🤖 AI Summary
This work addresses the challenge that researchers often lack the time and skills to translate academic findings into accessible content suitable for short-video platforms, thereby limiting the reach and impact of scientific communication. To bridge this gap, we propose the first end-to-end generative AI system that automatically produces diverse video scripts and accompanying audiovisual assets from academic papers, while enabling fine-grained refinement through researcher-provided prompts. Integrating natural language processing with multimodal generation techniques, our approach establishes a novel human-AI collaborative paradigm for scholarly dissemination.
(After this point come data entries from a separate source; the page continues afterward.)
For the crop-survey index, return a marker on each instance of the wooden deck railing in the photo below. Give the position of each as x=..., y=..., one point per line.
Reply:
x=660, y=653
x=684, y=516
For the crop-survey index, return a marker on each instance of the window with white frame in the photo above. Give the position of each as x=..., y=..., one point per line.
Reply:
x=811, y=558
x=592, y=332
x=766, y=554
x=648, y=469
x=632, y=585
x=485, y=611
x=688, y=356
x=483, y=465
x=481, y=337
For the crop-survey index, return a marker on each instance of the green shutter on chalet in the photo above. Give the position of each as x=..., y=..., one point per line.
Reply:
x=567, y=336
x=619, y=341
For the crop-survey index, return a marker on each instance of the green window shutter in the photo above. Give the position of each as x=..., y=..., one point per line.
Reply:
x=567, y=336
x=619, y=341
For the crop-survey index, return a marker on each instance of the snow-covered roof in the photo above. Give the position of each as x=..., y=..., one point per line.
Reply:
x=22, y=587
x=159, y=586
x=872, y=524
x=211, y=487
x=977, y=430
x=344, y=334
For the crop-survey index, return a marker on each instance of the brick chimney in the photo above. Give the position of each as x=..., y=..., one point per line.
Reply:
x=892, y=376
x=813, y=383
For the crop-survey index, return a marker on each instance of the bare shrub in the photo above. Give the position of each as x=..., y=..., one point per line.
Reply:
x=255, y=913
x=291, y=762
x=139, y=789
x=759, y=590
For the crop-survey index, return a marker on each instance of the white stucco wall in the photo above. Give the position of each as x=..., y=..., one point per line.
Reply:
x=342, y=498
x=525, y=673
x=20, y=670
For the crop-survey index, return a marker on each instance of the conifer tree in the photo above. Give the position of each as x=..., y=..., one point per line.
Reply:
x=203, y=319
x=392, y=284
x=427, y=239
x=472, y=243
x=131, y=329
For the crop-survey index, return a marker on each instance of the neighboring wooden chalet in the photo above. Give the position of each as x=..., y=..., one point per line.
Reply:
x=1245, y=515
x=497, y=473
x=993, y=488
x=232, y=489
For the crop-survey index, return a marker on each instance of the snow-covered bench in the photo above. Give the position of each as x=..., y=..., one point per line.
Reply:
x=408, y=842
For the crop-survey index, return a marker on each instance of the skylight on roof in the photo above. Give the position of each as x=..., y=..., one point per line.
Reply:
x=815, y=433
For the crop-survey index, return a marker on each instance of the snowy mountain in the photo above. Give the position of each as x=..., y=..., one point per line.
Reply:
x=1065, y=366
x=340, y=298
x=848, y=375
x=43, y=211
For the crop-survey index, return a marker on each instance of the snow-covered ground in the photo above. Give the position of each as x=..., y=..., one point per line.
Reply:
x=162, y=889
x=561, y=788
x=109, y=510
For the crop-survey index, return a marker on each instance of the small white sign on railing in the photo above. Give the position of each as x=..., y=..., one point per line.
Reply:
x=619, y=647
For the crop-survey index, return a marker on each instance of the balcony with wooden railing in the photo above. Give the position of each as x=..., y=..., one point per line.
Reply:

Evaluations through a user study (N=18) and crowdsourced assessment (N=100) demonstrate that the system significantly lowers the barrier to science communication and effectively enhances both the informational value and engagement of resulting short videos.
📝 Abstract
The dissemination of scholarly research is critical, yet researchers often lack the time and skills to create engaging content for popular media such as short-form videos. To address this gap, we explore the use of generative AI to help researchers transform their academic papers into accessible video content. Informed by a formative study with science communicators and content creators (N=8), we designed PaperTok, an end-to-end system that automates the initial creative labor by generating script options and corresponding audiovisual content from a source paper. Researchers can then refine based on their preferences with further prompting. A mixed-methods user study (N=18) and crowdsourced evaluation (N=100) demonstrate that PaperTok's workflow can help researchers create engaging and informative short-form videos. We also identified the need for more fine-grained controls in the creation process. To this end, we offer implications for future generative tools that support science outreach.